Despite the contributions Halpern made during her career, "the tributes paid to Halpern, however ring hollow beside the somber observation, that in reality her scholarship on First Nations musics has largely been overlooked by ethnomusicologists, anthropologists, and folklorists." These absences may be attributed to her research style which, "was derived from but only partially resembles, an Austro-German school of comparative musicology which was incompatible with popular North American ethnomusicology, anthropology, and folklore," according to Chen, the clash of four paradigms through differing theoretical backgrounds left Halpern "unduly ostracized." In addition, Halpern's name is strangely missing from the biography of Chief Martin, and the writings of George Clutesi, an artist she worked with. Regardless of these absences, there is physical evidence of her contributions. In 1984 Halpern donated the bulk of her collection (which amounted to over 80 file boxes of textual records, publications, moving images, photographs, sound recordings and interviews to the Provincial Archives of British Columbia. The remainder was donated to the archives of Simon Fraser University in Vancouver.

== Honors ==

The Ida Halpern Fellowship and Award, "to help support research on Native American Music of the United States and Canada" was established in her honour.
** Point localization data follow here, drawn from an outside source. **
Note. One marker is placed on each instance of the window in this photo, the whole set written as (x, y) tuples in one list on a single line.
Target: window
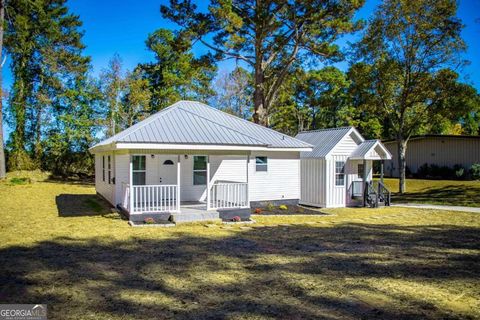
[(261, 164), (109, 170), (339, 173), (360, 169), (103, 168), (199, 170), (138, 170)]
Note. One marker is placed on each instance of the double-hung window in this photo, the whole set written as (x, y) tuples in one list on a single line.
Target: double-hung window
[(339, 173), (138, 168), (103, 168), (261, 164), (199, 170), (109, 169)]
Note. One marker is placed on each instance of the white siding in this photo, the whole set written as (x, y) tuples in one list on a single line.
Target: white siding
[(281, 181), (104, 188), (312, 180)]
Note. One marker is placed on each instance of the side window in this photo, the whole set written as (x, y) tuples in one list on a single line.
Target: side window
[(339, 173), (109, 170), (138, 164), (261, 164), (360, 169), (103, 168), (199, 170)]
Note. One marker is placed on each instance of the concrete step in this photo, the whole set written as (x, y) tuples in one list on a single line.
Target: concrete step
[(195, 216)]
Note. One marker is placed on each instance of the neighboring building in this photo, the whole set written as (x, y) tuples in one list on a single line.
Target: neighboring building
[(338, 172), (440, 150), (192, 162)]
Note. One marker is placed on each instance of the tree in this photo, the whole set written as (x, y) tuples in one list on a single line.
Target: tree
[(113, 84), (234, 92), (176, 73), (44, 44), (405, 49), (268, 36), (2, 150), (135, 104)]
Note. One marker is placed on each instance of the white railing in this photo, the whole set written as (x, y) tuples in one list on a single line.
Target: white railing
[(229, 195), (153, 198)]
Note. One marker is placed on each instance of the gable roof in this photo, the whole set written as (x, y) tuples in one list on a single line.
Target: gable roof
[(191, 122), (325, 140), (363, 150)]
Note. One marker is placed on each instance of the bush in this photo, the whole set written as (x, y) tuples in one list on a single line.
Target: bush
[(475, 171), (149, 221)]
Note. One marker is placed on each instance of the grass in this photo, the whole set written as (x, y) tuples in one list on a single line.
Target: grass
[(57, 247), (444, 192)]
Halpern was granted a CBE by Queen Elizabeth II in 1957, and the Order of Canada in 1978.

She received an honorary degree from Simon Fraser University in 1978, and an honorary Doctor of Music degree from the University of Victoria in 1986.

In September 2017, the Royal BC Museum and Archives officially submitted the Ida Halpern collection for consideration for inscription on UNESCO’s International Memory of the World register. A new installation about the Halpern recordings is now on display in the Our Living Languages exhibition at the Royal BC Museum.